Hello,
I’m trying to use the “Verify that Startup type of “Print Spooler” service is disabled” fixlet to disable the Print Spooler service but I see the “Take Action” button is grayed out. Why is it so?
Thank you,
Jennifer
Hello,
I’m trying to use the “Verify that Startup type of “Print Spooler” service is disabled” fixlet to disable the Print Spooler service but I see the “Take Action” button is grayed out. Why is it so?
Thank you,
Jennifer
What site this task is under? It depends on what Relevance conditions are used in the task.
Sounds like a Compliance check. Not all compliance checks have remediation actions and that is why the Take Action button is greyed out.
That aside, if you want to stop the service and set the startup type to “disabled” there is a fixlet that was posted by @brolly33 to address the recent PrintNightmare vuln here that will do that for you…

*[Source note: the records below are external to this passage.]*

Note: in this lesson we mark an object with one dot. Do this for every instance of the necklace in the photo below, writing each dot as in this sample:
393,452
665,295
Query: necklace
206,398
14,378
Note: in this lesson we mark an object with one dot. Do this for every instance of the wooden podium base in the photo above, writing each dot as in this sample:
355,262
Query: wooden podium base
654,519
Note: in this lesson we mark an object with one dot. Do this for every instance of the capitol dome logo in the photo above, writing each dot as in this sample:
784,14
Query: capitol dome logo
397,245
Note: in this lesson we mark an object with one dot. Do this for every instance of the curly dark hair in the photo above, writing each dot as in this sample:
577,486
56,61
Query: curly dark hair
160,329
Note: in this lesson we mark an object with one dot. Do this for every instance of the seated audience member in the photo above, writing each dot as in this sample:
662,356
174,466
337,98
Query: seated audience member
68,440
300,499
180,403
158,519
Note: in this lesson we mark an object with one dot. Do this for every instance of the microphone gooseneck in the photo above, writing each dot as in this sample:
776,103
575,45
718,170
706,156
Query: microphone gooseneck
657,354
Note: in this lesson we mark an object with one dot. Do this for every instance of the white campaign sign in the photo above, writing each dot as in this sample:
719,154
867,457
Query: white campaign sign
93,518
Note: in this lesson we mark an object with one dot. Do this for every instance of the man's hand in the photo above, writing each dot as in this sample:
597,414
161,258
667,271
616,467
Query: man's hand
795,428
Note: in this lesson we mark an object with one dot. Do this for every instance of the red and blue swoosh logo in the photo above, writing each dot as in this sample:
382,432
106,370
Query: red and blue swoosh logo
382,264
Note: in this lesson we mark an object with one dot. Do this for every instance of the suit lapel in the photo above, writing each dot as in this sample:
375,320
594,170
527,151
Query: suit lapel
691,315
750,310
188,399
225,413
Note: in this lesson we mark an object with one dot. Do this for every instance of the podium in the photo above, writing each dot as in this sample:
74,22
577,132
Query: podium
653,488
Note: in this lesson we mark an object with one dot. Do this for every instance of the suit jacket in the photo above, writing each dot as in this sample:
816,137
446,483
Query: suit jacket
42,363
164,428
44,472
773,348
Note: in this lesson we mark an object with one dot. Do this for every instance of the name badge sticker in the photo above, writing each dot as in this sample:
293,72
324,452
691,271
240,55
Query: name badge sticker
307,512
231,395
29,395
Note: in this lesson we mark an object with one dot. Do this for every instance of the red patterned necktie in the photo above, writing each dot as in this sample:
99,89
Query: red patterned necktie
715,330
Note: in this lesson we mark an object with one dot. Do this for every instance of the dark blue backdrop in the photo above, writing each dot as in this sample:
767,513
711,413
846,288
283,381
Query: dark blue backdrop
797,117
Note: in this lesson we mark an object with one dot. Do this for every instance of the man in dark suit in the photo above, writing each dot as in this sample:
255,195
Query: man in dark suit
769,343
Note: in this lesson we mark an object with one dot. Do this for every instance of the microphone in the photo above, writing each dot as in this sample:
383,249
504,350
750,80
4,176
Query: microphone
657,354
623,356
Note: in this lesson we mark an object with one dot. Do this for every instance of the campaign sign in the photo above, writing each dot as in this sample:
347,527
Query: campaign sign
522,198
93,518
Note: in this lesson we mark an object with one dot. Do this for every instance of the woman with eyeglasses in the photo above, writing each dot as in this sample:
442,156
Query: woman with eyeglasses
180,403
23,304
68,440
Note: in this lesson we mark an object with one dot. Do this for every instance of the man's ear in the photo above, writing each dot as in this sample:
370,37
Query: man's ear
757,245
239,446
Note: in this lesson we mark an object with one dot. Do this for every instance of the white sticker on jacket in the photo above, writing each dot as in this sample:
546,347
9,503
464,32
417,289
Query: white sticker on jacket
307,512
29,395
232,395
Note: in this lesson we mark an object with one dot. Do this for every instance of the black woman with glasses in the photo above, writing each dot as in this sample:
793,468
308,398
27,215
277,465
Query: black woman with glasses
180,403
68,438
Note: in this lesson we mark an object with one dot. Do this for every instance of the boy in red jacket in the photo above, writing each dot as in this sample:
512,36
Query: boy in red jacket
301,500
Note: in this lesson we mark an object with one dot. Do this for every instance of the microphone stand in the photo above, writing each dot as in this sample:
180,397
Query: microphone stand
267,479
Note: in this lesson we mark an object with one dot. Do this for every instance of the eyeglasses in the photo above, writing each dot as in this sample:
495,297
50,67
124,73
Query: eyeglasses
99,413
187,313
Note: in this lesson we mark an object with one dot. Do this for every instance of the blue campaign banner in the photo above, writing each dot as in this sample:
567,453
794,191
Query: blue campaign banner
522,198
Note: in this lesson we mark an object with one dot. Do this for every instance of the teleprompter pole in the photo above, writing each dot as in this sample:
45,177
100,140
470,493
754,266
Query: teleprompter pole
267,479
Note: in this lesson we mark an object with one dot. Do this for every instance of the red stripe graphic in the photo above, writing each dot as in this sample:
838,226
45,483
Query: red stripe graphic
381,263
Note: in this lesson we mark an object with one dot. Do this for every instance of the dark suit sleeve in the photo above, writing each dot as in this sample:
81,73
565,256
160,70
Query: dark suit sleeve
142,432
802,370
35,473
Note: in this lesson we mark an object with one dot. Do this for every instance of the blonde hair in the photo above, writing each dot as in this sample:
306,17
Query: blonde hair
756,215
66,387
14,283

https://bigfix.me/fixlet/details/26860
It’s under the PCI DSS Checklist site that we enabled.
Thank you, it seems odd for it to be grayed out since all the clients on the console are applicable to that check.
I wrote a fixlet to disable the Print Spooler service as a work around
I don’t have the PCI DSS checklists in my console, but if memory serves none of the PCI DSS checklists have remediation capabilities (the action part) like many of the other checklists do (CIS, DISA). Glad you were able to get it sorted out though.
Hi vhenry,
May be it will be useful try below action script and relevance.
Action Script:
wait cmd.exe /C “REG add HKEY_LOCAL_MACHINE\SYSTEM\CurrentControlSet\Services\Spooler /V Start /t REG_DWORD /d 4” /f
wait cmd.exe /C “net stop Spooler”
Relevance:
name of operating system contains “Win” AND exists running service “Spooler”
Similar to above but with tweaked relevance to account for both service state and startup type:
Action Script:
action uses wow64 redirection {not x64 of operating system}
waithidden cmd /C powershell -ExecutionPolicy Bypass -command "Stop-Service -Name Spooler -Force ; Set-Service -Name Spooler -StartupType Disabled"
Relevance:
windows of operating system AND exists services "spooler" whose (state of it != "Stopped" OR start type of it != "disabled")
MS started to release an out of band patch for Spooler issue
KB5005010
https://support.microsoft.com/en-us/topic/31b91c02-05bc-4ada-a7ea-183b129578a7
Interesting that you prefer the powershell method.
I like sc.exe for this
wait sc.exe stop spooler
wait sc.exe config spooler start= disabled
and to reverse it later:
wait sc.exe config spooler start= auto
wait sc.exe start spooler
tomayto, tomahto?
Oftentimes, it comes down to where my mind was at the time of creation.